Однажды Скобелев отправился осмотреть передовые позиции. В сопровождении нескольких офицеров, перейдя Брсстовецккй лог, он только стал подниматься на окрестные холмы, как увидел бегущих солдат Владимирского полка. Некоторые были с ружьями, некоторые без них.
- Это что такое? - закричал Скобелев. - Стой! - Что это за безобразие? Где офицер?
Подошел испуганный офицер и взял под козырек.
- Объясните, что это значит? - обратился к нему генерал.
- Ваше превосходительство! Турки открыли такой огонь, что нагнали панику на солдат. Мы ничего не могли с ними поделать! - смущенно оправдывался офицер.
- Как вам не стыдно, - загремел Скобелев, - у вас самолюбия нет! Вы своего долга не знаете. Стыдитесь, молодой человек!
Подошло еще несколько человек. Скобелев пристыдил и их и лишь после этого обратился спокойно и даже ласково к солдатам.
- Нехорошо, ребята! - заговорил он. - Вы забыли присягу, данную государю: живота не щадить. Смотрите, загладьте скорее свою страшную вину, иначе я не хочу вас знать, не буду вами командовать. Будьте молодцами. Господа офицеры! Соберите ваших людей, разберитесь по ротам и в порядке идите обратно в траншеи.
Сконфуженные солдаты возвратились и под страшным огнем турок докончили работу.
Суровый, величаво-холодный, грозный в бою, в дни отдыха Скобелев был товарищески нежен с подчиненными. Иногда казалось, будто он в лицо знает всех солдат, по крайней мере своей прославленной 16-й дивизии.

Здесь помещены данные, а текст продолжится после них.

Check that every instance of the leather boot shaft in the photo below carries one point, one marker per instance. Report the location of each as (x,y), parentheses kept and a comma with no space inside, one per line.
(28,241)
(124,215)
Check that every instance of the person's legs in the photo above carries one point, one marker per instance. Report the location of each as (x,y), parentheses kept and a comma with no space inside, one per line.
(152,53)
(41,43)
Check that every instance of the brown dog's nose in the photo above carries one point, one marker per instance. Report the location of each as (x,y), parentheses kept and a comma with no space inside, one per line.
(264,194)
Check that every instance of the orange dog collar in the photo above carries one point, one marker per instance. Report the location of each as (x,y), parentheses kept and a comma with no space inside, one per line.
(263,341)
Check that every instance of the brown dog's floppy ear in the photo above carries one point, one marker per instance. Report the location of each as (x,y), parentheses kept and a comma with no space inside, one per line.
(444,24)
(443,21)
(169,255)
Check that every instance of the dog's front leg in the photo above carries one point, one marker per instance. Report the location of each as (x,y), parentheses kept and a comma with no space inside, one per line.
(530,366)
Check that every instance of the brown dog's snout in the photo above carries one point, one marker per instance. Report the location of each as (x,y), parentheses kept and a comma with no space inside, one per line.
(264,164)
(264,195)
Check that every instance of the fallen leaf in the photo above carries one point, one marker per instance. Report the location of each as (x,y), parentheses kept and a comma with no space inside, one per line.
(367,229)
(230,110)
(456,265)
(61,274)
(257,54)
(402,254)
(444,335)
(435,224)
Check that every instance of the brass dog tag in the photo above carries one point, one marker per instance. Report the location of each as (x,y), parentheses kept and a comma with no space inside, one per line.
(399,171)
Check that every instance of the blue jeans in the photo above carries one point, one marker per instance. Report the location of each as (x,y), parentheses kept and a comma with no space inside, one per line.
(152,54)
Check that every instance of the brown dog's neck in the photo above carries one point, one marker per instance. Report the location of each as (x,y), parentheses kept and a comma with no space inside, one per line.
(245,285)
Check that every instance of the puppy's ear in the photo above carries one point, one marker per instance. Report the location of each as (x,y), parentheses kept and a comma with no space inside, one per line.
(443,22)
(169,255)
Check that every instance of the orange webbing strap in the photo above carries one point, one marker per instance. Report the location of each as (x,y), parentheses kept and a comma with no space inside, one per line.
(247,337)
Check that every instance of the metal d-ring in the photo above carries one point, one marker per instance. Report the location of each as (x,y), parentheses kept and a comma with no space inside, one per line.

Сослуживцы вспоминали такие случаи. Идет по лагерю генерал, навстречу ему пробирается сторонкой солдатик, стараясь всеми силами не попасться на глаза.
Вдруг оклик:
- Эй, нижний чин, стой!
Солдатик ни жив ни мертв останавливается и вытягивается в струнку перед корпусным.
- Петров? - слышит он голос несколько картавящего генерала.
- Никак нет, ваше превосходительство, Степанов!
- Ах, да, Степанов, как я это позабыть мог, братец... Ведь мы с тобою плевненские.
- Так точно, ваше превосходительство!
- Да, да, помню, в траншеях вместе были... Что, Степанов, поди, по деревне скучаешь? Поди, родители там остались?..
- Так точно, ваше превосходительство! Отец с матерью...
- Не скучай, скоро и по домам теперь... Послужили мы с тобой, Степанов, Отчизне, поработали всласть, теперь и на печке поваляться не грех... Ну, ступай, Степанов. Будешь в деревне, что понадобится, мне пиши, не стесняйся. А я товарища не забуду... Прощай пока!
Генерал отходит, а солдат, как очарованный, стоит на месте и долго-долго смотрит ему вслед. В душе его растет горделивое сознание, что и он вовсе не какой-нибудь Степанов, из захолустной деревушки, а Степанов "товарищ" Скобелева, не простой солдат, а "скобечевец", и гордится Степанов сам собою и изо всех сип старается стать достойным такого "товарищам, как Михаил Дмитриевич...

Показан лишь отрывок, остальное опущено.